Ron warned that black support for Obama is no sure thing:
Obama and Clinton are splitting the black vote. Obama has not found a way to signal to black voters that he’s one of us and for us.
Democrats have a funny way of signaling their love for black voters. Black voter education and mobilization groups that have ongoing relationships with black voters are starved for resources while fly-by-night groups are paid millions to woo black voters.

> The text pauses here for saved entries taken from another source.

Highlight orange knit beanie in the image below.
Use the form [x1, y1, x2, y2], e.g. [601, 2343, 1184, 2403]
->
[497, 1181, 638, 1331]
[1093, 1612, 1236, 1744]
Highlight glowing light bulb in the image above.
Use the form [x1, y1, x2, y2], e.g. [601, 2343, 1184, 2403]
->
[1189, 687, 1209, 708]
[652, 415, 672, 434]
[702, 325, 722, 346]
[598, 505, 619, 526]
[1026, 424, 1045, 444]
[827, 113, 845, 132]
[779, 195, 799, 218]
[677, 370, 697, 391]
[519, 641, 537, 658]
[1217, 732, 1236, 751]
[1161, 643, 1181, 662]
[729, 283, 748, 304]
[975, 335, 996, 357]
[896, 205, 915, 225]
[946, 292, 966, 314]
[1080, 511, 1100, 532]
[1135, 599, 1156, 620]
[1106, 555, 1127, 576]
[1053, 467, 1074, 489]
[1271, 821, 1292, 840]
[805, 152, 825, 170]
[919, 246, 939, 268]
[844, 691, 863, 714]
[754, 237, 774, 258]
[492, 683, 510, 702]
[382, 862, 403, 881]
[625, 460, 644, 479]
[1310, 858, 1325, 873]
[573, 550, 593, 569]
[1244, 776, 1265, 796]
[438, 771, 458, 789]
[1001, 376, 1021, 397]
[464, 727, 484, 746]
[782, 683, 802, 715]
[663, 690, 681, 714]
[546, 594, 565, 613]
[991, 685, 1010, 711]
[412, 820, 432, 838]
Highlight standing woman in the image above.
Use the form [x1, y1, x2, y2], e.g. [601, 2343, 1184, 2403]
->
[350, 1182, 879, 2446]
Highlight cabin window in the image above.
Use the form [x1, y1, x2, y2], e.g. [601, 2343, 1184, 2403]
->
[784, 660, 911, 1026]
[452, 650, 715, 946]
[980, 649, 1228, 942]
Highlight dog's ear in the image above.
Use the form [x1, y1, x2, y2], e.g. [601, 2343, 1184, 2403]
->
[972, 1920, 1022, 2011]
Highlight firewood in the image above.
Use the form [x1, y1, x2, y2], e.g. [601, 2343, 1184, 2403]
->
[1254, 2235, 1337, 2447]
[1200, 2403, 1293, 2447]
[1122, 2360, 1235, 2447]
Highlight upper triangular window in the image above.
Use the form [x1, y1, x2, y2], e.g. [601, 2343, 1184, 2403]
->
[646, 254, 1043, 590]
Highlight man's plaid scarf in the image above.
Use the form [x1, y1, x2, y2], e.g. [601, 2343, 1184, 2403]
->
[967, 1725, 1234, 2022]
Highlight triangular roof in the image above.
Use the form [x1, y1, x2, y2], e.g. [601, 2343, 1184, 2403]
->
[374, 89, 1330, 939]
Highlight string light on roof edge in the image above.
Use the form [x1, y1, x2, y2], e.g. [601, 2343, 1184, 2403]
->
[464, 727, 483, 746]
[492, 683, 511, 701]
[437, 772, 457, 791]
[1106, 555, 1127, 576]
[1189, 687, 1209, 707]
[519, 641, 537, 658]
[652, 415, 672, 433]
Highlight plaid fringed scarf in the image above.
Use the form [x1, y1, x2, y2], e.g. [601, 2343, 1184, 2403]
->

But as Don Hazen points out in his piece, “Bloggers and Billionaires, MoveOn and Howard Dean: The Battle for the Soul of the Democratic Party,” this is a losing strategy:
In these 527 operations, funded to the tune of $200 million in 2004, the power control model exercised by the big three failed to motivate voters as was necessary to overcome the superior organizing effort by the Republicans. The Media Fund efforts contributed tens of millions to the big media corporations by taking out a vast number of ads, and other efforts transferred millions of dollars to the Sulzbergers via endless New York Times ad buys. In the case of ACT, thousands of outsiders — often college kids parachuted into unfamiliar neighborhoods with their handheld PDAs — failed to connect with ordinary Americans.
The end result was that after spending that $200 million, they had virtually nothing left in place to show for it. Little infrastructure was built, and there was no real public accounting of what that money was spent on (emphasis added). And many expect that if Hillary Clinton gets the nomination, she will implement the same type of command-and-control operation with insiders like Ickes and others — the same people who have been busy trying to build the same voter database that failed the Dems in 2004.
Question: How many black voter empowerment groups are included in the Democracy Alliance’s portfolio?
If Obama or any Democrat wants to win, they need to build the capacity of the organizations that closed the racial gap in voter registration and turnout. To do so, they must embrace the message of Bobby “Blue” Bland and spend their money where they spend their time.